Office lockdowns have produced a geographical equality

Charities are pretty London or HQ-centric if I’m honest, and anybody who has ever tried to be on the phone/video call while 15 people talk in an HQ meeting room know how frustrating that can be. Video calls change all that. Now the CEO has the same size of screen as the new employee or the staff member from Scotland or Wales. Talking to one CEO, he realised this and wanted to make sure that when lockdown ended, that geographical equality remained. He saw it as a real opportunity to make his charity less HQ-centric and more inclusive.
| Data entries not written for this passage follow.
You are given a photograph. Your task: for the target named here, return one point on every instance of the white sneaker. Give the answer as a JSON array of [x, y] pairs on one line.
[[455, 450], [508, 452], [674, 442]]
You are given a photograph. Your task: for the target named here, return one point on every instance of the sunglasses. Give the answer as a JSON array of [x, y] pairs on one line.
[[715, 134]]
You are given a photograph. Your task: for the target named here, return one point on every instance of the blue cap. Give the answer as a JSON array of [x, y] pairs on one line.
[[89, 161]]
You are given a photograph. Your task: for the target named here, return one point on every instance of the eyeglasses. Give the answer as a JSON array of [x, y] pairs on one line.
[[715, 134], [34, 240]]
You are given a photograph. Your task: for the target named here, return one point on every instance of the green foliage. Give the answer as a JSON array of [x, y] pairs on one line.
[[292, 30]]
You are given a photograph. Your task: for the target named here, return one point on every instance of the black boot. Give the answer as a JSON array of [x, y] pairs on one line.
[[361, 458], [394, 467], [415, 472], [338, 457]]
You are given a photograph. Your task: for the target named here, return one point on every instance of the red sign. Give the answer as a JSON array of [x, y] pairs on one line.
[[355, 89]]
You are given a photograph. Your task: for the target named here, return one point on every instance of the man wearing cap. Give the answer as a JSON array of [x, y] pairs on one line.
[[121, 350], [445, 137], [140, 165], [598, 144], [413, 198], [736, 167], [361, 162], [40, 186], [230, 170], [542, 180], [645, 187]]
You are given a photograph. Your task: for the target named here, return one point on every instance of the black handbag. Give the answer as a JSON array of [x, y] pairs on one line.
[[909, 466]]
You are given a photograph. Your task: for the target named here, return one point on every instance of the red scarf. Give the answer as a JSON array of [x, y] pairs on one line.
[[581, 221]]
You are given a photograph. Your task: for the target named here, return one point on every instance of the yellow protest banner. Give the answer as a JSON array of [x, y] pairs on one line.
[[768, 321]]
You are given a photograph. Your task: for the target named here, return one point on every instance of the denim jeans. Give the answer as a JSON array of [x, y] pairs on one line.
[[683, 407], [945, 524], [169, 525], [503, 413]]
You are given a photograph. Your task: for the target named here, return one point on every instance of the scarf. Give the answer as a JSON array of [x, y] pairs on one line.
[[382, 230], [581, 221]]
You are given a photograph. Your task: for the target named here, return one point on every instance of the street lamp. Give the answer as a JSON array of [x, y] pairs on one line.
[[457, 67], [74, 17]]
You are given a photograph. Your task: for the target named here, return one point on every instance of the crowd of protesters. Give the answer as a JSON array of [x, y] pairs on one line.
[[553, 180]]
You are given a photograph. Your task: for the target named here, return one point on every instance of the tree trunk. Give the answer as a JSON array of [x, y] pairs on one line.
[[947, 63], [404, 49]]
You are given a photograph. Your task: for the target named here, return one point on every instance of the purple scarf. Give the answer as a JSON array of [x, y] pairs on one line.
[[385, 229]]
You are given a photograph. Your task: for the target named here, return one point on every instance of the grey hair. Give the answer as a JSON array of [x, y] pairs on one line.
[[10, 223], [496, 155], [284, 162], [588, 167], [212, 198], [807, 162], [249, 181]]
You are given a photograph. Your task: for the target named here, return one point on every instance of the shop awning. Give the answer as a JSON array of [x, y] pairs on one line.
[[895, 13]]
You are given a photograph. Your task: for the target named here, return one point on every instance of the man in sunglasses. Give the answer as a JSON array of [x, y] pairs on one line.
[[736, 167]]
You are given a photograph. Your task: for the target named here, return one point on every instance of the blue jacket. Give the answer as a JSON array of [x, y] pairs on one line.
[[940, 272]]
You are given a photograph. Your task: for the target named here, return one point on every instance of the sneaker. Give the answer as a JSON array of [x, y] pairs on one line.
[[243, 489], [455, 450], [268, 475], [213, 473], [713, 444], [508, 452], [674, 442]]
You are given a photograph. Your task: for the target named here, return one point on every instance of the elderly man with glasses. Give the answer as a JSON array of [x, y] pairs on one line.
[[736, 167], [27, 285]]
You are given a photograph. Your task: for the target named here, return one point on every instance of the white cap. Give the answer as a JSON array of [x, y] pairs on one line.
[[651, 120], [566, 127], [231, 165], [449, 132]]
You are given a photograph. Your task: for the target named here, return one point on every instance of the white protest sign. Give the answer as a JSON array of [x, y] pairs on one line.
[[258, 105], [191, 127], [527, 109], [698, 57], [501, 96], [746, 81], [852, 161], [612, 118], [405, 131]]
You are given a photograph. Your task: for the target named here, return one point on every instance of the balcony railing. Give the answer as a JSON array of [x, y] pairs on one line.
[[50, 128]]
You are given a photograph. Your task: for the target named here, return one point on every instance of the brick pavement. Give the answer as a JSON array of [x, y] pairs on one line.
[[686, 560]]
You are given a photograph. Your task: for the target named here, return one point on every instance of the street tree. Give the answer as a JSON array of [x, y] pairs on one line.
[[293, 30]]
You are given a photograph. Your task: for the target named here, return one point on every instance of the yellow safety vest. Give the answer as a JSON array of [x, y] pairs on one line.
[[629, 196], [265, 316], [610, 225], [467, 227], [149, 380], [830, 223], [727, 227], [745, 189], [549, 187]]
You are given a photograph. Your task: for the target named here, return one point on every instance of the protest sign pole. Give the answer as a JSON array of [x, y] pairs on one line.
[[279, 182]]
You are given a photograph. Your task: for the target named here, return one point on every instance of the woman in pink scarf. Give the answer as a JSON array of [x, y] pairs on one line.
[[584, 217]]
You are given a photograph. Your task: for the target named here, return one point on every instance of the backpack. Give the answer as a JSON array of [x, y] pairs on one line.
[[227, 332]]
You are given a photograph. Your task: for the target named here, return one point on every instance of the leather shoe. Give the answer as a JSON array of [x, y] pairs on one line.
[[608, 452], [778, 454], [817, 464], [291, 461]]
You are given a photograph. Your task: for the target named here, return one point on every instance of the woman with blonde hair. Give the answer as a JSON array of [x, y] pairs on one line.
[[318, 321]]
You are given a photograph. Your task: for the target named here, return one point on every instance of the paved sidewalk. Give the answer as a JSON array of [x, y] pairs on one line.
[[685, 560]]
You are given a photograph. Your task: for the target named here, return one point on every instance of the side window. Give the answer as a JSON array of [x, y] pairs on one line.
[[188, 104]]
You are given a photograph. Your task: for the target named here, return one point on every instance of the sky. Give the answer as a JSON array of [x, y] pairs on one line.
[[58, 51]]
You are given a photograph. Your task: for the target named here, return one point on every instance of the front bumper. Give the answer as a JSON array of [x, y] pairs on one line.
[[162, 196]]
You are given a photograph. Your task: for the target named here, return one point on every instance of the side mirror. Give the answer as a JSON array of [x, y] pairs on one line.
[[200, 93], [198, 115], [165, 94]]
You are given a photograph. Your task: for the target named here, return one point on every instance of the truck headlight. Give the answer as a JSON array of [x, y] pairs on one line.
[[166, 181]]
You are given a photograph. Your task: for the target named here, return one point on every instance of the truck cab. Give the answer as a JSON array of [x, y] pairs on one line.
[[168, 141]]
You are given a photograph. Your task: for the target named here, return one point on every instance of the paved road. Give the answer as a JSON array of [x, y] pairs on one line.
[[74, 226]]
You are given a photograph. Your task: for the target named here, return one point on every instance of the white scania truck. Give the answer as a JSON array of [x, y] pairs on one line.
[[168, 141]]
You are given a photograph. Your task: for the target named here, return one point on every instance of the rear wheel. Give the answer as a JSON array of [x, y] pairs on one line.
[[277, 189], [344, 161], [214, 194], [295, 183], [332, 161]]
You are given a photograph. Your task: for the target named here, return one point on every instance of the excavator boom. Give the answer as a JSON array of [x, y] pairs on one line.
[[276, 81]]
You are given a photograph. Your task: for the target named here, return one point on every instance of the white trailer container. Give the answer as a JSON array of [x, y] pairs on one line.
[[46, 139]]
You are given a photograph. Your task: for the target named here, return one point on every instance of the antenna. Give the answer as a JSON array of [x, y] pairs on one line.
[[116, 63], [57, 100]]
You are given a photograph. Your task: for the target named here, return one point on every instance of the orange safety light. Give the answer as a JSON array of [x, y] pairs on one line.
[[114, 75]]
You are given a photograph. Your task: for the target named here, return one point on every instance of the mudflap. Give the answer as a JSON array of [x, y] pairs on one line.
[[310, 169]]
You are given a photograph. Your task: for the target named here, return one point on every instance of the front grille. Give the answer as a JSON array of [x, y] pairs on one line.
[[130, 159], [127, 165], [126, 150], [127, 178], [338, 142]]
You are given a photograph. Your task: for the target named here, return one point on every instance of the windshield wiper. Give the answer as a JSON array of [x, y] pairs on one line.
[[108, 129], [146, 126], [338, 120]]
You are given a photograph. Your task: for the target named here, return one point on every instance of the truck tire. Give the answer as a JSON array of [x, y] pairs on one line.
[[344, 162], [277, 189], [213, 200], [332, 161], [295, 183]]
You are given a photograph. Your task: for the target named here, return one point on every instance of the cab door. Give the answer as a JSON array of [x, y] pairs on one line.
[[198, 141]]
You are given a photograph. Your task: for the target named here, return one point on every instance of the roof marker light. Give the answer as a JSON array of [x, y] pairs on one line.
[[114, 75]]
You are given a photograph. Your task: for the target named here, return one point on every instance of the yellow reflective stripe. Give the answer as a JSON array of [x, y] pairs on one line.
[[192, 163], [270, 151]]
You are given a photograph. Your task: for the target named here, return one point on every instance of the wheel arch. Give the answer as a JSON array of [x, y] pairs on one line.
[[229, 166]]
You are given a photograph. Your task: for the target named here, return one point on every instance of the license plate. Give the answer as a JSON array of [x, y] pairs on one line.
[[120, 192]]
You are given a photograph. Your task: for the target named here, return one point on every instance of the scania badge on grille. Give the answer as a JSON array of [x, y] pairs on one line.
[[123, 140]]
Pensioners are getting wealthier

My dad emailed me the other day to tell me about his fundraising pitch for the crisis which went something along the lines of: ‘Hey pensioners, you aren’t spending money on your cruise, so now you can give to charity’. Well it’s a little bit blunt for most fundraisers but he has a point. Most pensioners won’t have seen their incomes decreases due to job losses, and pensions should be a fairly stable source of income (even if pension funds are squealing). And if they are all locked up at home pensioners aren’t spending either. And of course, pensioners have had a good decade with the triple lock on pensions from the government delivering real-terms growth. The opportunity is how to fundraise from this group when they are hard to contact, even if they are income and cash rich relatively.

Grant-makers have shown their flexible side

The stereotype for many grant-makers is that they take forever to make decisions, are picky about all manner of tiny issues in an application, and then make a grant laden with caveats. Well the pandemic has shown that grant-makers have a responsive and flexible side too. Many grant-makers have made decisions in double quick time and accepted shorter, less detailed applications. This has been vital in getting grants to cash-strapped charities. The chance must be to continue this kind of flexibility post-pandemic. It has made such a difference to so many charities so to return to grant applications taking months or even years would be a wasted opportunity.

Fundraising is over-rated. Long live volunteering!

Fundraising is expensive. Most fundraising techniques have been given a bigger punch-up than Anthony Joshua’s sparring partners in recent years. It’s hard to see how fundraising will ever return to its pre-pandemic, pre-GDPR, pre-Olive Cooke hey-day. What if charities thought about these issues more laterally? Could volunteers do more? Can we do less services ourselves and persuade others to do them instead? Could technology have a role to play? What if the dominant paradigm for charities moved from one in which industrial-scale fundraising pays for lots of staff, to one in which leaner charities are in the ‘getting done’ by somebody business rather than doing it all themselves? And volunteers, technology and campaigning for change could all be at the heart of that shift.

The Charity Commission is now friendly and responsive with stable leadership

The Charity Commission has seen a decline in its reputation over the last decade. What was once a symbiotic relationship has become more antagonist and less collaborative. Indeed, even Sir Stuart Etherington has been rude about the Commission so things must be bad. But the pandemic has seen the Commission (which only regulates charities in England and Wales we shouldn’t forget) be more flexible and more responsive. It has promised to understand the difficult world in which charities are currently living. The opportunity must be to look for some of this empathetic and pragmatic approach in its broader work and approach, and into the future.

For those who haven’t read it, this blog is the counter-point to my one last week which looked at the ‘Eight flaws that the Coronavirus crisis reveals about the charity sector’.